An issue I ran into when I tried this with my software is that it’s not a very common model so people didn’t really get it. They’d call it a subscription, or they’d call it lifetime, and some got very angry when I mentioned anything about renewing for updates.
It’s a hard thing to describe succinctly, and it’s even harder to ensure that description survives the game of telephone as they tell their friends/followers.
Instead of a years updates, which is a bit amorphous in terms of actual value delivered over the time frame, an alternate is you buy a major version, get all updates to that for free, for as long as it is updated in any way, including bug fixes.
Then pay for the next major version, only if you want to (with a discount for owners of the previous one).
And put the major version number into the name of the software, i.e. "Digibrain 1", "Digibrain 2", ...
Then continue to sell version X-1 at a discount, after X is released, to get more sales from the lower end of the market. And so owners of X-1 can still feel the love and less "out of date". Or even all previous versions at log drops in price.

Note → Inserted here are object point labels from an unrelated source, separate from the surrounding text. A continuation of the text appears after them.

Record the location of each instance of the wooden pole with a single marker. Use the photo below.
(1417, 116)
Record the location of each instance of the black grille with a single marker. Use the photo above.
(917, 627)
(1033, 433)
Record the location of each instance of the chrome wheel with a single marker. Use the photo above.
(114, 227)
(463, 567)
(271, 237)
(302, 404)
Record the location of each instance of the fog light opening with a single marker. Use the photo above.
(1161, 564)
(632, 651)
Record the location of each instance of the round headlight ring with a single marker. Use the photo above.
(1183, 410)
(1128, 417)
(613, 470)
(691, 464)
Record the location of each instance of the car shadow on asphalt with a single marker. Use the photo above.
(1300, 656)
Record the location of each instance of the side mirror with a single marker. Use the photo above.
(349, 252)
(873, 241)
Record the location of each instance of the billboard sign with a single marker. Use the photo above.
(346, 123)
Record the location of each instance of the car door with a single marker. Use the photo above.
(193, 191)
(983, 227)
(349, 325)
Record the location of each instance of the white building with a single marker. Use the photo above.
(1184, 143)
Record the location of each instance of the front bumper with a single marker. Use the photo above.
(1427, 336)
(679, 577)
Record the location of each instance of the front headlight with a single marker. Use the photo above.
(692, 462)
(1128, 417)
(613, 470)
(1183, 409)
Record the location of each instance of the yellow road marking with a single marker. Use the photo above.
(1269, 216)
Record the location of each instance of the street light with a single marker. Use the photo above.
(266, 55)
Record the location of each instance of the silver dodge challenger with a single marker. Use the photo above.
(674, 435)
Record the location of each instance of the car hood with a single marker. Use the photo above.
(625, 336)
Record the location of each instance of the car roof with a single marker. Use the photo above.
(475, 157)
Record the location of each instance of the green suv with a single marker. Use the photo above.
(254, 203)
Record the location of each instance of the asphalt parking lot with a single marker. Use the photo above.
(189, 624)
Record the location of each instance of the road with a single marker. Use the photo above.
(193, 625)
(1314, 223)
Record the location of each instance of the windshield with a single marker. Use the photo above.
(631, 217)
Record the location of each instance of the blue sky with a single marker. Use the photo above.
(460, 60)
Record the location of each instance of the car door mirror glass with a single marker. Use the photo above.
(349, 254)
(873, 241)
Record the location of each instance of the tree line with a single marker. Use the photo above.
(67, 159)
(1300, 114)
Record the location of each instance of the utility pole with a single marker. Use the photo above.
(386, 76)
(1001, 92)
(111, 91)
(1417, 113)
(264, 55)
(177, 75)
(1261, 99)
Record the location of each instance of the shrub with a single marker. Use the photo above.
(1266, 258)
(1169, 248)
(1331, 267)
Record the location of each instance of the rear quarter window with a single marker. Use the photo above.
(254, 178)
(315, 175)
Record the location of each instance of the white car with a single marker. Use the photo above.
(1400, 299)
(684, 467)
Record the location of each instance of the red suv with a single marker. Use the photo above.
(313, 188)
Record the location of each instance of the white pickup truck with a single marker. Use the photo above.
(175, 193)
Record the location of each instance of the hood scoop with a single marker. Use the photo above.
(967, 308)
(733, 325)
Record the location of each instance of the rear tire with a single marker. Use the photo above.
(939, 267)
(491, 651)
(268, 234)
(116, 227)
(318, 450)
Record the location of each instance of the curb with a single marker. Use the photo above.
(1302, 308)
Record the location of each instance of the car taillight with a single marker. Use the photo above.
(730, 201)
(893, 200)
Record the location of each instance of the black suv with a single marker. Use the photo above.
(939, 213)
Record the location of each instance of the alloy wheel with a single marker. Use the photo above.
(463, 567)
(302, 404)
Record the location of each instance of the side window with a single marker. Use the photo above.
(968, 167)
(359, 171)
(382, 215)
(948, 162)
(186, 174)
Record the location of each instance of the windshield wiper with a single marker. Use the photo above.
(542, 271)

And bug fix old versions indefinitely, which is very purchaser friendly.
Another choice would be selling new updates for a noticeably higher price initially, signaling it as "premium", not "we want more of your money", then bringing the price down before the next update.
Might not connect with everyone, but it makes the value and optionality of purchasing an update more apparent.
Obviously, updates better be worth it.
I worked in a daycare center when I was in my teens. I saw a kid (doing a kid thing) with a bag of skittles. He was giving it out to his friends but licking each skittle as he handed them out. I did put a stop to it but I had to stop chuckling to myself at the faces everyone made when getting a pre-licked skittle first. Fast forward a few decades and software subscriptions remind me of that moment, every single time.
For work software, it definitely should be able to run locally and without any license server or whatever. I’m baffled by people who don’t feel the need to own their tools. Open Source software mostly seems to fill this gap for me, but like most of the folks here, I only really need programming tools, which are over-represented in the open source ecosystem for obvious reasons.
Proprietary “freehold” software, I dunno. It could be interesting. I guess I kinda feel like: if your software isn’t going to do DRM, talk to license servers, or whatever, I guess your business model must include the fact that people will probably make unauthorized copies of your software. So, maybe just open source it? Then you have the classic “building a business on my open source library” problem, which is very hard, but at least you have lots of company.
I'm not sure what the anecdote is meant to add, either. ChatGPT and other hosted LLMs seem to be the antithesis of "freehold software."
Am I missing something?
But in cases where the functionality is quite compelling (like multi-hundred billion parameter models) and also hard to run on hardware I control, I tend to relent, and work with the "nice to haves" so I can learn about them and leverage them, but I routinely practice with my fallback software.
One example: I use Google Maps for search because it's so darn good at it, but I regularly use OsmAnd~ or Organic Maps with offline maps and on-device routing for actual navigation (despite the lack of traffic insights!) so I'm proficient with them in case I need to ditch Google Maps entirely (due to policy change, technical issue, or something else).
I do think tastefully done telemetry with clear and easily accessible opt out is fine though. Nothing wrong with developers wanting to understand how their software is used in practice imo
Polytopia for example would not be considered "freehold" because it contains one of micro transactions... However those are in a way ~ expansions like when you bought StarCraft II expansions.
The freehold apps website I'd never contribute to as one should always separate a vendor from a marketplace... Otherwise you just end up with Amazon basics....
In today's world the equivalent is FOSS. You don't really have ownership of software if you can't modify it, or pay someone else to. Not having source code is itself a sort of DRM.
Which in any other industry would be a paradoxical, tautological contradiction.